Inscribed Petr. Beret. Da Cortona at the lower right.
Laid down.
160 x 234 mm. (6 1/4 x 9 1/4 in.)

RECENTLY ACQUIRED BY THE BIBLIOTHEQUE NATIONALE DE FRANCE, PARIS.
 
This is a preparatory study for Giovanni Francesco Romanelli’s fresco of Danaë, which, together with a pendant of Narcissus, was part of the decoration executed in 1646-1647 for the Galerie Mazarin in Paris. The compositions of both drawing and fresco are virtually identical, save for the inclusion of the arrow in Cupid’s right hand in the drawing, which was omitted in the final work. 



This drawing is, in fact, one of only three known preparatory studies by Romanelli for his important fresco cycle in the Galerie Mazarin, which is today part of the site of the Bibliothèque Nationale in Paris. (As Jörg Merz has suggested, the paucity of drawings related to the Galerie Mazarin may be due to the fact that Romanelli might not have had the time to make numerous drawings for such a large and elaborate commission that was completed in about a year.) Of the other two known studies by Romanelli for the Galerie Mazarin, a lost drawing for The Judgement of Paris was formerly in the collection of the 18th century art historian Charles Rogers, and is recorded in an aquatint etching by the printmaker James Basire, while a study for The Burning of Troy appeared at auction in 1994. 

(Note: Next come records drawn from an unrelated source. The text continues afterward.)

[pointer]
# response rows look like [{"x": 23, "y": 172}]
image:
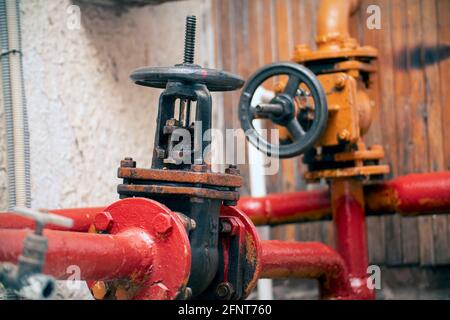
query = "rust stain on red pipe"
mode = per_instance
[
  {"x": 315, "y": 260},
  {"x": 414, "y": 194},
  {"x": 82, "y": 218},
  {"x": 411, "y": 194},
  {"x": 350, "y": 231},
  {"x": 287, "y": 207},
  {"x": 99, "y": 256}
]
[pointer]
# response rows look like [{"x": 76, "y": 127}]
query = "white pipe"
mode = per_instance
[{"x": 258, "y": 186}]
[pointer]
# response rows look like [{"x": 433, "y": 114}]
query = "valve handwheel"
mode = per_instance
[{"x": 282, "y": 109}]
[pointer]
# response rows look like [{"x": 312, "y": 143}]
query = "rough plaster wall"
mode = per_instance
[{"x": 85, "y": 114}]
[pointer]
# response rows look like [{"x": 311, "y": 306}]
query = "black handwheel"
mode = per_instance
[{"x": 305, "y": 130}]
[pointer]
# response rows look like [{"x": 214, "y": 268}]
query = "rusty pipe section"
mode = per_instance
[
  {"x": 350, "y": 231},
  {"x": 314, "y": 260},
  {"x": 413, "y": 194},
  {"x": 98, "y": 256},
  {"x": 333, "y": 22},
  {"x": 287, "y": 207}
]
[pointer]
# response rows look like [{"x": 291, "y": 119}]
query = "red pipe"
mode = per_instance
[
  {"x": 82, "y": 218},
  {"x": 315, "y": 260},
  {"x": 350, "y": 232},
  {"x": 99, "y": 257},
  {"x": 413, "y": 194},
  {"x": 287, "y": 207}
]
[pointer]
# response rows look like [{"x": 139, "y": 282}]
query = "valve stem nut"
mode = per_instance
[
  {"x": 232, "y": 169},
  {"x": 225, "y": 291}
]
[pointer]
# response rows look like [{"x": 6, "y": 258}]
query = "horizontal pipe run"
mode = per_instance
[
  {"x": 287, "y": 207},
  {"x": 315, "y": 260},
  {"x": 98, "y": 256},
  {"x": 413, "y": 194},
  {"x": 82, "y": 218}
]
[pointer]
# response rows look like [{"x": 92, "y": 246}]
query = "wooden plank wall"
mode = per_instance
[{"x": 410, "y": 90}]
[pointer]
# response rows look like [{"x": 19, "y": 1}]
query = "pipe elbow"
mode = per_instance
[{"x": 333, "y": 21}]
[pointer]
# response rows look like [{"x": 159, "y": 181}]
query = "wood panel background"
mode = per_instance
[{"x": 411, "y": 90}]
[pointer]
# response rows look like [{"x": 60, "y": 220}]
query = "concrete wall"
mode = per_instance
[{"x": 85, "y": 114}]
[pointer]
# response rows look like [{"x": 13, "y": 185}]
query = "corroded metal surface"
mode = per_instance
[
  {"x": 413, "y": 194},
  {"x": 149, "y": 190},
  {"x": 347, "y": 202},
  {"x": 209, "y": 178},
  {"x": 314, "y": 260}
]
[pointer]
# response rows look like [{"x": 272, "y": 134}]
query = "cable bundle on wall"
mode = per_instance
[{"x": 17, "y": 133}]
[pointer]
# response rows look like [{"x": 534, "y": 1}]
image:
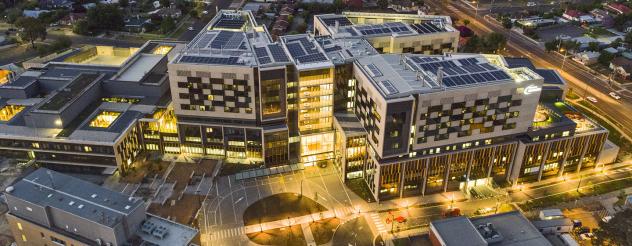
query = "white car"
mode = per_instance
[
  {"x": 586, "y": 236},
  {"x": 614, "y": 95},
  {"x": 592, "y": 99}
]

Among stylistically comparable drawings by Romanelli from his Parisian period is an allegorical depiction of The Glorification of France, today in the Musée des Beaux-Arts in Lille.

 
Born in Viterbo, the painter and tapestry designer Giovanni Francesco Romanelli left the city at an early age to train as an artist in Rome. After studying with Domenichino, he entered the studio of Pietro da Cortona, becoming one the Tuscan artist’s most outstanding pupils. Romanelli assisted Cortona on the decoration of the Palazzo Barberini in Rome in 1631, and soon gained the patronage of the Barberini family himself, receiving numerous commissions from Pope Urban VIII Barberini, as well as serving as the superintendent of the Barberini tapestry manufactory, for which he provided many cartoons. The death of Urban VIII in 1644 and the decline of Barberini patronage in Rome led Romanelli to seek commissions elsewhere. Through the influence of Cardinals Antonio and Franceso Barberini, who had settled in Paris under the protection of Cardinal Jules Mazarin, Romanelli was summoned to France, where he would earn several important commissions. Among the first of these was a fresco cycle depicting scenes from Ovid’s Metamorphoses, executed in 1646-1647 for the Galerie Mazarin in Paris, which, as one modern scholar has noted, ‘represent the first painted cycle by a Roman artist in Paris after the attempts to invite Guido Reni and Cortona had failed.’ Romanelli’s frescoes were to prove highly influential for French painting of the succeeding generation. Back in Rome, he worked at the Altemps, Lante and Costaguti palaces, as well as in the church of San Marco. He was back in Paris between 1654 and 1657, when he was commissioned by King Louis XIV to paint various rooms in the Palais du Louvre, notably the summer apartments of Anne of Austria. Such was Romanelli’s stature in France that he was knighted by Louis XIV into the chivalric order of Saint-Michel. The artist spent the remainder of his career in his native Viterbo, where he worked in the Duomo.

Provenance

Yvonne Tan Bunzl, London
Andrew Smithson, Thornton Heath, Surrey
Private collection, England
Crispian Riley-Smith, Yorkshire
Private collection, New York
Thence by descent.
 

Literature

Bernhard Kerber, ‘Addenda zu Giovanni Francesco Romanelli’, in Giessener Beiträge zur Kunstgeschichte, 1979, p.4, pl.IV, fig.11; Jörg Martin Merz, Pietro da Cortona und sein Kreis: Die Zeichnungen in Düsseldorf, Munich and Berlin, 2005, p.181 and p.463, note 121.